​Film Review of Released 

A film by Philip Messina
The Video Project (2013)
Reviewed by Sejal H. Patel

By age 10, Casimiro Torres had learned to negotiate life with his single, alcoholic mother. The state took him and his brother away from their mom and placed them in a juvenile detention center under the care of physically and sexually abusive counselors. The young brothers ran away, scraping by on the streets by stealing food and searching in vain for their mother. “I started getting high to numb the pain,” Torres remembers. Torres was ultimately arrested 67 times and served 16 years in prison.

I watched Torres tell his story in the 2013 documentary film Released. In the film, Torres and three other former inmates shared their life stories from adolescence to incarceration to redemption. As criminal defense attorneys, we have heard these stories — so often, in fact, that child, drug, sexual, and physical abuse and recidivism feel like weathered, warped folk tales. We see evidence of what our clients have endured in sentencing memos and probation reports. Our clients’ personal histories cloak our work with empathy, with a sense of injustice that these people were born into jail as much as they were later placed in one. And then it is no wonder what happens to them upon their release.

Released is a film adapted from the 2008 off-Broadway play “The Castle,” in which Torres, Vilma Ortiz Donovan, Kenneth Harrigan, and Angel Ramos sit on wooden stools and take turns speaking. Their experiences share a trilogy format — three lives in one, really: before prison, in prison, and after prison. The title of the movie draws our eyes to the third of those stories, or the “after prison” part. The film asks us to consider what being released from prison really means.

None of the four speakers experienced much by way of security in their lives before they went to jail. They told stories in the film about scouring through garbage cans looking for food and living in homes of fists, bottles, and needles. Some doubted their own sanity. Others found no growth or opportunity in education. They all felt constantly threatened about how to protect their bodies. These offenders were, at their core, vulnerable people. Prison provided more stability to them in some ways than being on the outside. This inverted truth lies at the heart of the film — freedom can be more punitive than incarceration.
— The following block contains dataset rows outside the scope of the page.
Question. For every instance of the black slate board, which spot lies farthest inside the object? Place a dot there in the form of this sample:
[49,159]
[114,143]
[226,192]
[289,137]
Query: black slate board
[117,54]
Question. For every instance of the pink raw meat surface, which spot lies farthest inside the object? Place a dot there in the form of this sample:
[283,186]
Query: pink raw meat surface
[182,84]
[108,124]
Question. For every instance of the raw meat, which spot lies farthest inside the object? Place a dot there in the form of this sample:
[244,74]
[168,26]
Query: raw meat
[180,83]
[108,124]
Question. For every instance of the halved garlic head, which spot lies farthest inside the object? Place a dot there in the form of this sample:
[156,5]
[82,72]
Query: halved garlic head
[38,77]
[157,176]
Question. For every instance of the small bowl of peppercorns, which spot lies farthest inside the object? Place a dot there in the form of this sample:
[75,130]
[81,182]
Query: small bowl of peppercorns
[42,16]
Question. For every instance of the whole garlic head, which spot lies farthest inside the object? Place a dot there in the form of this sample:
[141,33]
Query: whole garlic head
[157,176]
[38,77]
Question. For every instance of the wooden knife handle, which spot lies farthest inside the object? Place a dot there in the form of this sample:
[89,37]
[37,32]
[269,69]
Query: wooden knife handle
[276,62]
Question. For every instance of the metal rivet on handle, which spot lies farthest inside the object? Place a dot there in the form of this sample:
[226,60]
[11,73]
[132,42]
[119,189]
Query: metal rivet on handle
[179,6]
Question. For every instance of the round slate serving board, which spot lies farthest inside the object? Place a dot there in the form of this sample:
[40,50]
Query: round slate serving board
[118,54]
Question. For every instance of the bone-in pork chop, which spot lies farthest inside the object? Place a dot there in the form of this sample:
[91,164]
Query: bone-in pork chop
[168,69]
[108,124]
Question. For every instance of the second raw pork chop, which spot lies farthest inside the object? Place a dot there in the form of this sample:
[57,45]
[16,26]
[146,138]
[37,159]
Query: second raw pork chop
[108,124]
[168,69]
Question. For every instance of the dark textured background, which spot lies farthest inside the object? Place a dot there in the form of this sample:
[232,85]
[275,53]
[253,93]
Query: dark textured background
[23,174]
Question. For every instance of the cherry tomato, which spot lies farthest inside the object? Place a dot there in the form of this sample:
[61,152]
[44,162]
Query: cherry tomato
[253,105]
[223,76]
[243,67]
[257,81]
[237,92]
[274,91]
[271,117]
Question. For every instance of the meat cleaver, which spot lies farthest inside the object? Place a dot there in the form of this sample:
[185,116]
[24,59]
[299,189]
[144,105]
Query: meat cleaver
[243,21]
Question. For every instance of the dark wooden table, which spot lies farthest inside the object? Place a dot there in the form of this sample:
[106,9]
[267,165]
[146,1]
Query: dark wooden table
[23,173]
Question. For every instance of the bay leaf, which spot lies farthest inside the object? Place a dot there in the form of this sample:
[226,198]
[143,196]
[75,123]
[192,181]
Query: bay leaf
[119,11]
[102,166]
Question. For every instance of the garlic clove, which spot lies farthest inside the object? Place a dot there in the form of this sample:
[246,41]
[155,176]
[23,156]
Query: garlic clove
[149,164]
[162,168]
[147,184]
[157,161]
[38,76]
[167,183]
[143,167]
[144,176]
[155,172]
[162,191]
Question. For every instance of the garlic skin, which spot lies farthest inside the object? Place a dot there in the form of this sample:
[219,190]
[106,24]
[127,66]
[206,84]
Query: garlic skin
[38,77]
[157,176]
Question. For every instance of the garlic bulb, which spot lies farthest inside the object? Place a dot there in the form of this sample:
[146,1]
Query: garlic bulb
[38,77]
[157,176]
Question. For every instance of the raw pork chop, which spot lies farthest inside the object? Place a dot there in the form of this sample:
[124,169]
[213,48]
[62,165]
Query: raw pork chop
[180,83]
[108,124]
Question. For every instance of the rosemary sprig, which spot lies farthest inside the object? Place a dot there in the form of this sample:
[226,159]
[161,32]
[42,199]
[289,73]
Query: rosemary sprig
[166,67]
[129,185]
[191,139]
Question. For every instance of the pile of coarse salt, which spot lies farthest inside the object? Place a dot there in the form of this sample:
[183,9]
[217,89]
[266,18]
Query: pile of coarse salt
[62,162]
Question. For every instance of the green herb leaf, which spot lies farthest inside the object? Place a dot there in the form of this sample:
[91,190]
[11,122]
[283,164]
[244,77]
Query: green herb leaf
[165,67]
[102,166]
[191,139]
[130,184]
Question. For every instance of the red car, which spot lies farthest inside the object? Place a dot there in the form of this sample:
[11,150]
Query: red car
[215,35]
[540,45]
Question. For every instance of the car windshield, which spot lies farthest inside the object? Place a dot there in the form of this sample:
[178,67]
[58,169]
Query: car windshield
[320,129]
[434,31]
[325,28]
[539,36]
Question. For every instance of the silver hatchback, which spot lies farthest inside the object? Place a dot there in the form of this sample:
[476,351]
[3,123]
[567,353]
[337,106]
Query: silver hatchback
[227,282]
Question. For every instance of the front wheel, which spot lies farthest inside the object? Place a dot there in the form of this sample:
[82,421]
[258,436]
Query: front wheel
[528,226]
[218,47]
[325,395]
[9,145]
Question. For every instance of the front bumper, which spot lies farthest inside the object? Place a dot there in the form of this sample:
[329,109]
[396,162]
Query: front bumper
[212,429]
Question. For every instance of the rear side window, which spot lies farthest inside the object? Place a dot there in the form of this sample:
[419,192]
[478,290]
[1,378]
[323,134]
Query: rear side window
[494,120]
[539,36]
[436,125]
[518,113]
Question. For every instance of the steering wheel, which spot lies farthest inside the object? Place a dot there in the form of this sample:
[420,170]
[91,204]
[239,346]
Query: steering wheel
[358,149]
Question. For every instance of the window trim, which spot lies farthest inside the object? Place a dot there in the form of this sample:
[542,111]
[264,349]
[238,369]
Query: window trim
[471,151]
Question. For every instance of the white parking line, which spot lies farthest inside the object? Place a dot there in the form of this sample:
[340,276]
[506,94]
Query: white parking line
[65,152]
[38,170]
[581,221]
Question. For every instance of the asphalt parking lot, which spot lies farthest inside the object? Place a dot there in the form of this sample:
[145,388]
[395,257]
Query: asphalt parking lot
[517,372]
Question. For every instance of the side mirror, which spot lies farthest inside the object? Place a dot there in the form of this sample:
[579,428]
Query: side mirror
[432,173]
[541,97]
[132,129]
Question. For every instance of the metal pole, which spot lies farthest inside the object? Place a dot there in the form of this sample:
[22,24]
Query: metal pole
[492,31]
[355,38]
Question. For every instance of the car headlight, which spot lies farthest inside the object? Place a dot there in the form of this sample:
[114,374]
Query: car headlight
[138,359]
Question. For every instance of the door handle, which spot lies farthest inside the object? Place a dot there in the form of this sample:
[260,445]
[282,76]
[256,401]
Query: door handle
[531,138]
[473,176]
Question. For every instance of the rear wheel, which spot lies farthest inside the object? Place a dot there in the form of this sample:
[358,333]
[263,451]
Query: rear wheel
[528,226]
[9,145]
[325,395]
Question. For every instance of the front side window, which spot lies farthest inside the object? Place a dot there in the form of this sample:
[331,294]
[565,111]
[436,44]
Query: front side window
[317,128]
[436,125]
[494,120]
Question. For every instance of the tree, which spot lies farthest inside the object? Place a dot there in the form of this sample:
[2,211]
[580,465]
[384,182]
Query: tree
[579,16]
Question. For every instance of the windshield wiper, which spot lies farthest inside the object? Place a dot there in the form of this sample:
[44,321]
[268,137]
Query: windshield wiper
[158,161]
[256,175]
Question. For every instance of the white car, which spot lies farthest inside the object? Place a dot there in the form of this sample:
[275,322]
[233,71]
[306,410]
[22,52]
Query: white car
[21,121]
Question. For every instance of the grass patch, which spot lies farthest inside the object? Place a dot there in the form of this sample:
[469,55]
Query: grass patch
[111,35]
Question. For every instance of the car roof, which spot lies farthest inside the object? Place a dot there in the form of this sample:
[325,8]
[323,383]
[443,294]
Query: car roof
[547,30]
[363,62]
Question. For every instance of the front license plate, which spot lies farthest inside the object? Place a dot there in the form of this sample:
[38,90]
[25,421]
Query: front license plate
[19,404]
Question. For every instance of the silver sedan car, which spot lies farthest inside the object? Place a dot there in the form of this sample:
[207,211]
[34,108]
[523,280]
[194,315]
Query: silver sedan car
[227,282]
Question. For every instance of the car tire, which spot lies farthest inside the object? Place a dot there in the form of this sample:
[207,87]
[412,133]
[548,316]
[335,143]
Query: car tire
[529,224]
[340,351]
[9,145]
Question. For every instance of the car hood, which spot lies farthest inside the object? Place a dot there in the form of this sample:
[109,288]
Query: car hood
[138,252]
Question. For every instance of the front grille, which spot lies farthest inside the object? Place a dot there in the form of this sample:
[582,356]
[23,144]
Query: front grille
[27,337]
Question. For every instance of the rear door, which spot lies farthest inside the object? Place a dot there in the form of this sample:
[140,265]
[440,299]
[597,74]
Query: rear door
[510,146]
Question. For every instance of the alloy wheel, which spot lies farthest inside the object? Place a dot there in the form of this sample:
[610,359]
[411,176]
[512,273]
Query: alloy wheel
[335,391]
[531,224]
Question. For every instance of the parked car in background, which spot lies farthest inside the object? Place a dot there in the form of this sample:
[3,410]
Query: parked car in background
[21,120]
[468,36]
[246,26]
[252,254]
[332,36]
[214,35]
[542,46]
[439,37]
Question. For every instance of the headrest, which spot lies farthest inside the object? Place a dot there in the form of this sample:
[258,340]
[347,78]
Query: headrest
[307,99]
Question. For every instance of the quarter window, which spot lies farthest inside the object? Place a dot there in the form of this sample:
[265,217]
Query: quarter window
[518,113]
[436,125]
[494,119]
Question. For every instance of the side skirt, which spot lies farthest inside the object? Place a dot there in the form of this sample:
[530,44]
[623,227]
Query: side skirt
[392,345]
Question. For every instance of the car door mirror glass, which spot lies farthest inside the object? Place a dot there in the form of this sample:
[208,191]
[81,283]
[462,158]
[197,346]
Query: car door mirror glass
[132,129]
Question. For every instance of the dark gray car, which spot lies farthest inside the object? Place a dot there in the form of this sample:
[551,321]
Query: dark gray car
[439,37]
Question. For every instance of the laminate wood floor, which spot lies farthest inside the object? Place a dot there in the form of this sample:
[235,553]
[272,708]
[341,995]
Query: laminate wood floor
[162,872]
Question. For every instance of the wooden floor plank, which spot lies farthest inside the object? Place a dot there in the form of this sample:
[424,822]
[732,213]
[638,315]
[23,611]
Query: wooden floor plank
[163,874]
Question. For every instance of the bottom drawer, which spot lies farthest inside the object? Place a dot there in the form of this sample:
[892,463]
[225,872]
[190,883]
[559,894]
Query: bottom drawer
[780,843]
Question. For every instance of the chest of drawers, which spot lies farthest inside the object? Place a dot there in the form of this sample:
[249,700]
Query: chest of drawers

Angel Ramos put it best when he said of his release after a 30-year sentence: “How do I live like a normal human being when I have no idea what normal is?”

That said, prison was no panacea. There too, the inmates’ sense of security was constantly under threat, where a failure to nod to another inmate could lead to a death sentence. Torres tells us in the film that his left forearm is covered with knife wounds because he used that hand to defend, and the other to punch. Kenneth Harrigan reframed his life narrative in order to survive. “Make the cell where you want to be,” he counseled himself so that he felt some control over his situation. He found two places of solace when he was locked up — the church and the law library. And Ramos found hope in a prison volunteer and educator named May who taught him to read. Vilma Ortiz Donovan wanted to leave drug dealing behind, but she did not trust that she was smart enough to make anything of her life.

Torres, Harrigan, Ramos, and Donovan each declare at the end of the film: “I am a taxpayer.” The ending is somewhat glib, like an IRS commercial, but the point of it is well-taken. To succeed upon release, people need jobs. Happy endings are possible, but the film tells us that we need more places like the Castle to make that happen.

“The Castle” is the name of a 60- bed residence in West Harlem that, along with companion facilities in Manhattan, takes ex-convicts in and helps them become productive members of society. The Fortune Society, founded in 1967 by David Rothenberg, runs the Castle and takes a “whole client” approach to helping inmates re-enter society. Staff members provide inmates with a place to live and help them with employment, education, families, and their health.

Torres, Harrigan, Ramos, and Donovan credit the Fortune Society with helping them turn their lives around. “We need a thousand Castles,” they say. Torres now works as a substance abuse counselor, Harrigan is a minister, Ramos is in school, and Donovan both works at the Fortune Society and is in community college. Each finds his or her own version of release, inside and out.